Simon Butt: Seharusnya Lebih Banyak Perempuan Menjadi Hakim MK
Profil

Simon Butt: Seharusnya Lebih Banyak Perempuan Menjadi Hakim MK

Pengadilan seperti MK sangat bersandar pada reputasinya di mata masyarakat. MK perlu menjaga persepsi masyarakat tentang para hakimnya.

Oleh:
Normand Edwin Elnizar
Bacaan 2 Menit
Professor of Indonesian Law di Sydney Law School, The University of Sydney, Simon Andrew Butt.
Professor of Indonesian Law di Sydney Law School, The University of Sydney, Simon Andrew Butt.

Berawal dari terjebak harus memilih kelas bahasa Indonesia di sekolah menengah pertama, Simon Andrew Butt mungkin tidak pernah membayangkan akan menjadi Professor of Indonesian Law di Sydney Law School, The University of Sydney. “Saya mau melanjutkan belajar bahasa Prancis tetapi kelasnya full, saya terpaksa ambil kelas bahasa Indonesia,” kata ilmuwan yang akrab disapa Simon ini menceritakan kepada hukumonline sembari tertawa.

 

Menurut Simon, pada masa itu cukup banyak sekolah umum di Australia menyediakan kelas bahasa Indonesia sebagai mata pelajaran pilihan. “Karena gurunya juga bagus, itu membuat saya mulai belajar mengenai Indonesia. Lama kelamaan bisa dikatakan jatuh cinta,” ujarnya.

 

Simon pertama kali berkunjung ke Indonesia sebagai siswa sekolah menengah atas dalam tur studi sekolah. Bersama teman-teman sekelasnya ia berkunjung ke Ubud, Bali. Mulai dari wisata hingga belajar pencak silat menjadi kenangan Simon tentang Ubud yang masih bernuansa pedesaan.

 

Memasuki pendidikan tinggi di Australian National University, Simon mengambil studi tentang bahasa Indonesia bersamaan dengan studi hukum. Selama studi sarjana ini Simon kembali berkunjung ke Indonesia di tahun 1995 melalui program The Australian Consortium for ‘In-Country’ Indonesian Studies (ACICIS).
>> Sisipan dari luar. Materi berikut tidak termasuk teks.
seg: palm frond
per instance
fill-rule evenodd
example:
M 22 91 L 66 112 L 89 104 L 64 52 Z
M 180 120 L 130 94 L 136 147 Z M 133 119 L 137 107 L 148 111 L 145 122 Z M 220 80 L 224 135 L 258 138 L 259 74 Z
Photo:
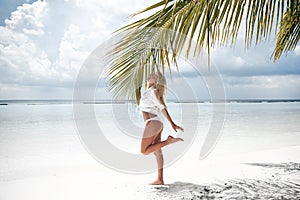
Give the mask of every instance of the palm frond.
M 300 3 L 291 1 L 277 34 L 276 47 L 273 52 L 274 60 L 278 60 L 282 53 L 287 53 L 296 48 L 300 40 Z
M 160 10 L 116 31 L 123 35 L 108 52 L 108 89 L 117 98 L 139 101 L 145 78 L 155 71 L 165 73 L 166 66 L 171 72 L 172 62 L 176 65 L 186 44 L 186 56 L 190 51 L 197 56 L 203 49 L 209 56 L 211 47 L 235 44 L 243 19 L 247 48 L 253 41 L 268 38 L 272 31 L 276 33 L 280 26 L 276 60 L 299 41 L 299 1 L 161 0 L 134 15 Z M 195 49 L 191 49 L 193 40 Z

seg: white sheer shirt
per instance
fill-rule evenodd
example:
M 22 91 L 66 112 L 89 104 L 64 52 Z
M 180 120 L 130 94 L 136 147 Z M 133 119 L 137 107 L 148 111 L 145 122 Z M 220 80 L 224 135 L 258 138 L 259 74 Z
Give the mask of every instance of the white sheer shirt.
M 142 95 L 139 108 L 143 112 L 151 113 L 160 117 L 165 106 L 160 103 L 155 95 L 155 88 L 148 88 Z

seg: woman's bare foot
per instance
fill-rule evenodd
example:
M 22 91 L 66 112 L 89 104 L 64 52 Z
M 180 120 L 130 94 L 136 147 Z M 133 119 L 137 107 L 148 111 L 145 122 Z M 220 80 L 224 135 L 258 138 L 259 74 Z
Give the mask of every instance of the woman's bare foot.
M 172 144 L 175 142 L 183 141 L 183 139 L 182 138 L 174 138 L 173 136 L 169 135 L 167 141 L 168 141 L 168 144 Z
M 164 181 L 160 180 L 160 179 L 157 179 L 156 181 L 149 183 L 149 185 L 163 185 L 163 184 L 164 184 Z

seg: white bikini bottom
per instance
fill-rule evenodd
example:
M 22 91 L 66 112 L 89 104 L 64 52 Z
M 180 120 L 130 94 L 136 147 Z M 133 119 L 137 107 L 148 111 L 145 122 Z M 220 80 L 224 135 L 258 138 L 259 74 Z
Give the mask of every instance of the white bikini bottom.
M 150 121 L 159 121 L 159 122 L 163 123 L 163 122 L 161 121 L 161 119 L 159 119 L 159 117 L 157 117 L 157 116 L 145 120 L 145 124 L 147 124 L 147 123 L 150 122 Z

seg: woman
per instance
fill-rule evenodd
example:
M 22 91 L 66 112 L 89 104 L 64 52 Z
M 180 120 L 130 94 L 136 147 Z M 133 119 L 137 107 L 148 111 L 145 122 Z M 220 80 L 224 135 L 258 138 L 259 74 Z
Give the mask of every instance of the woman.
M 145 130 L 141 142 L 141 153 L 148 155 L 154 153 L 157 160 L 158 177 L 151 185 L 163 185 L 163 155 L 161 148 L 171 143 L 183 141 L 181 138 L 168 136 L 161 141 L 163 131 L 162 114 L 170 122 L 172 128 L 183 131 L 183 128 L 177 126 L 171 119 L 164 101 L 166 79 L 161 73 L 151 74 L 147 79 L 147 90 L 140 100 L 140 109 L 143 112 L 145 121 Z

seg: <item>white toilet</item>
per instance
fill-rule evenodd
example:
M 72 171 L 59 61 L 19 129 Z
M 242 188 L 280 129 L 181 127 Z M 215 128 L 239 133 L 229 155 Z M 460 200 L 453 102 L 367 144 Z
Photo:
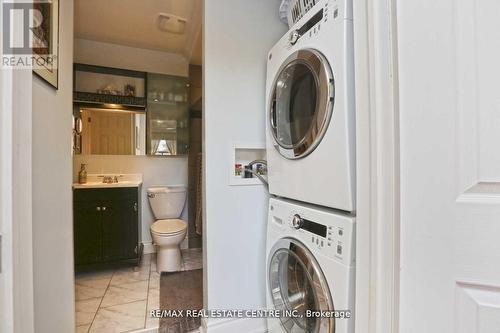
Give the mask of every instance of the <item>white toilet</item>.
M 185 186 L 155 186 L 148 188 L 147 192 L 156 219 L 150 228 L 153 243 L 157 247 L 156 270 L 179 271 L 182 260 L 180 244 L 187 232 L 187 223 L 180 216 L 187 189 Z

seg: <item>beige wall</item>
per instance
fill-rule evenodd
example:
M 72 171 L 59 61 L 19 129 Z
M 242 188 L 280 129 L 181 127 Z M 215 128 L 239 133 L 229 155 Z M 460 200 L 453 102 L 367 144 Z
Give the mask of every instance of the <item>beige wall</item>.
M 180 54 L 75 39 L 75 62 L 150 73 L 188 76 L 189 63 Z
M 33 76 L 35 332 L 74 330 L 71 111 L 73 0 L 59 1 L 59 90 Z

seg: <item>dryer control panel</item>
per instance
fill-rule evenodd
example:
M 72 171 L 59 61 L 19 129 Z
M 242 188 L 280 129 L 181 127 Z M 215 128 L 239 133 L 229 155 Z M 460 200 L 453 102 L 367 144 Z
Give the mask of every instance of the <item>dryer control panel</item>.
M 321 27 L 337 20 L 352 20 L 351 2 L 342 0 L 319 1 L 288 32 L 288 42 L 295 45 L 303 37 L 313 37 Z
M 282 235 L 300 240 L 313 253 L 354 264 L 354 217 L 283 199 L 270 200 L 269 214 L 269 227 L 280 229 Z

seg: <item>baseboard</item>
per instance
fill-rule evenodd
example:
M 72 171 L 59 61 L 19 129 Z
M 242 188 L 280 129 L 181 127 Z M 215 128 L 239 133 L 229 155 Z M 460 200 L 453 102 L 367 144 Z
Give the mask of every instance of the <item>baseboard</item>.
M 202 318 L 201 333 L 265 333 L 266 320 L 263 318 Z
M 142 242 L 144 245 L 143 252 L 144 254 L 156 253 L 156 247 L 153 245 L 153 242 Z

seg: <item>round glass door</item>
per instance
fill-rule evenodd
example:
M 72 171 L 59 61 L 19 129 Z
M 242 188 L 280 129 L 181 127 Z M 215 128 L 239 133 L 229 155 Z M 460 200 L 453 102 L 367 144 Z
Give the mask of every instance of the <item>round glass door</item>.
M 286 158 L 310 154 L 323 138 L 333 111 L 334 80 L 326 58 L 300 50 L 278 71 L 269 120 L 276 149 Z
M 331 333 L 333 318 L 306 317 L 306 311 L 333 311 L 325 277 L 312 254 L 298 241 L 282 239 L 269 261 L 269 286 L 274 308 L 296 311 L 281 317 L 287 333 Z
Ia belajar hukum Indonesia secara langsung di Fakultas Hukum Universitas Gadjah Mada, Yogyakarta.

 

“Semacam pertukaran mahasiswa, waktu itu saya angkatan pertama ACICIS,” katanya.

 

Menyelesaikan studi sarjana di Australian National University dengan nilai tinggi, Simon berhak mengikuti program doktor tanpa perlu melewati jenjang magister. “Saya dapat nilai cukup bagus, lalu saya lanjutkan doktor dengan fokus hukum Indonesia. Topik saya tentang MK,” katanya.

 

Menjadi seorang profesor hukum, Simon seolah meneruskan jejak ayahnya, Peter Butt, yang juga profesor bidang hukum agraria di Sydney Law School. Pada awalnya Simon tertarik meneliti pengadilan negeri di Indonesia. Ketertarikannya meneliti MK berawal dari putusan MK berkaitan kasus bom Bali. MK menyatakan UU No.16 Tahun 2003 yang memberlakukan Perppu Pemberantasan Tindak Pidana Terorisme tidak berlaku mengikat.

 

“Itu menarik perhatian banyak orang Australia dan membuat saya mengubah fokus. Sejak saat itu saya banyak menulis tentang hukum Indonesia khususnya konstitusionalisme dan Mahkamah Konstitusi,” katanya. Salah satu buku yang lahir dari tangannya adalah "The Constitutional Court and Democracy in Indonesia".